Zoom Talk Requirements
To join these talks, you will need a computer device with speakers. Ideally, also a webcam and microphone. You also need to be able to access the internet from it. First-time users of Zoom, will need to download a small piece of software – included in the link.
How to Book
Pre-booking is required because places are limited. Full joining instructions will be emailed to attendees in advance. Bookings close one day before the first event.
To book – scroll down.
Bills’ main historical specialism is the Second World War, with particular reference to the role of Airborne and Special forces and in clandestine warfare. He has conducted extensive research on the role of the British Resistance Organisation (Auxiliary Units) and has contributed to the books ‘With Britain in Mortal Danger’ (2002) and ‘Churchill’s Underground Army’ (2008).
Bills interests and research has led him to contributing articles to ‘After the Battle’ magazine and to elements of the books ‘D-Day – Then and Now’, ‘Operation Market – Garden – then and now’ and ‘Glenn Miller in Britain – Then and Now’. He is a former Chairman of the Ridgeway Military and Aviation Research Group (RMARG) and is a member of The Western Front Association and of the Military Vehicle Trust.
Bill has appeared on radio and TV on many occasions, including Countryfile’ on BBC1, ‘History Mysteries’ on BBC2, the Channel 4 series ‘Dads Secret Army’, the Channel 5 Select series ‘Secrets of the National Trust’, and ‘The Thames, Britain’s Great River’ with Tony Robinson. In addition, Bill is a regular speaker throughout Wiltshire, Berkshire, Gloucestershire, Oxfordshire and Dorset.
Mike has had a lifelong interest in history, especially military and local history. Following a history degree at the University of Reading he worked as a librarian, with both the University and Reading Library. In addition to work on librarianship, he has had three books on the history of Reading published. Mike works for Reading Borough Council, and lives in Tilehurst with his wife and Moggy the Cat.
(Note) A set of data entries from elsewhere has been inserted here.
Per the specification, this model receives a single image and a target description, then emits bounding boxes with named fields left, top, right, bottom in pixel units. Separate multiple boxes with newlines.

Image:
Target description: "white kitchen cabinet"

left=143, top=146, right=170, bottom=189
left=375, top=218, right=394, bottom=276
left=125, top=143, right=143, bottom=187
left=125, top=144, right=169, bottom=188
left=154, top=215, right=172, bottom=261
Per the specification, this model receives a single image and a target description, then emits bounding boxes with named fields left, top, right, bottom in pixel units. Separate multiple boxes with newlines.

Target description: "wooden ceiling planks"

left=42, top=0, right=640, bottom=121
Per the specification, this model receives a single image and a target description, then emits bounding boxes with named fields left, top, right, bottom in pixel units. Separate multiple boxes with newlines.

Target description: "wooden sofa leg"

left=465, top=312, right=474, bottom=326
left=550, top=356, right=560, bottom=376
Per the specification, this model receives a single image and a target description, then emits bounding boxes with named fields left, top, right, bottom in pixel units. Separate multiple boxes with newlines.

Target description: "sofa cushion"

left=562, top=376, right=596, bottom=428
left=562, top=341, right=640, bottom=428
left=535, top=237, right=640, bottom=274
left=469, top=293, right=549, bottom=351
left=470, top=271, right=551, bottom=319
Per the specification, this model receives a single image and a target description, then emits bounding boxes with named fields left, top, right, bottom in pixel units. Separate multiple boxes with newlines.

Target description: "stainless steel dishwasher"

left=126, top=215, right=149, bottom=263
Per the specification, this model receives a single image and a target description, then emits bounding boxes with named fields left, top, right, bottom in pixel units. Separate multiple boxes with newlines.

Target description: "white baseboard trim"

Richard is a published historian based in Berkshire who specialises in industrial, military, and railway history and also the history of science. His current areas of research are industrial development in the Victorian period, the development of the railway and canal systems in Britain in the mid to late 19th Century and the history of British Rail. Richard’s book about British Rail Engineering is due to be published by Pen and Sword early in 2024. He is currently researching a PhD in economic history and a new book about the Wantage Tramway Company.